|
Prologue
fto Fern Flora Worldwide: Threats and Responses
An International Symposium, 23-26 July 2001
British Pteridological Society with Species Survival Commission
Specialist Group for Pteridophytes
A.C. JERMY
Co-Chair, IAP/SSC Pteridophyte Specialist Group
Godwins House, Staunton-on-Arrow, Leominster, Hertfordshire
HR6 9LE, UK
In 1998 the BPS Committee decided to hold an international
symposium to mark the New Millennium. The year was to be 2001,
and fern conservation the theme. The present volume marks the
successful outcome of these decisions.
As a Society, at the national level, we had supported Plantlife
Link, a group of botanists co-ordinated by Plantlife - the Wild-plant
Conservation Charity, and individual members had worked with
our conservation UK Agencies (English Nature, Countryside Council
for Wales, and Scottish Natural Heritage) on various programmes
to conserve pteridophytes. Most important, the Society had both
experience and expertise to organise such an international gathering.

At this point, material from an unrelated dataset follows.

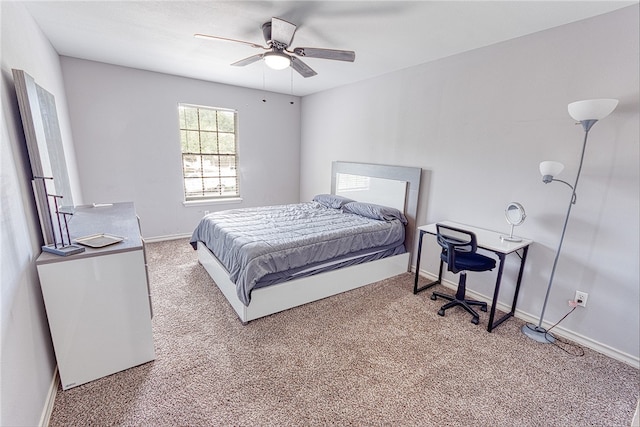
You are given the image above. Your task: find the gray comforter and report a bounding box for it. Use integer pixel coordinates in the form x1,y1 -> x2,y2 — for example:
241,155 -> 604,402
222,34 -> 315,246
191,202 -> 405,305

The University of Guildford, Surrey, was chosen as venue and
Graham Ackers and his Symposium Committee ably organised the
planning and domestic arrangements.
Whilst the Society's involvement with pteridophyte conservation
had hitherto been limited to UK and the wider Europe, we realised
from the outset that involving an international partner in planning
the actual programme would 'widen the net'. The obvious partner
was the Pteridophyte Specialist Group (PSG) within the IUCN (World
Conservation Union) Species Survival Commission (SSC)/International
Association of Pteridologists (IAP). This Specialist Group was
co-chaired by a UK-based BPS member (ACJ), who therefore joined
the Symposium Committee and, with a group of international contacts,
planned the scientific programme.
The Symposium is a milestone in pteridophyte conservation, in
providing the first opportunity for the PSG to meet as a group.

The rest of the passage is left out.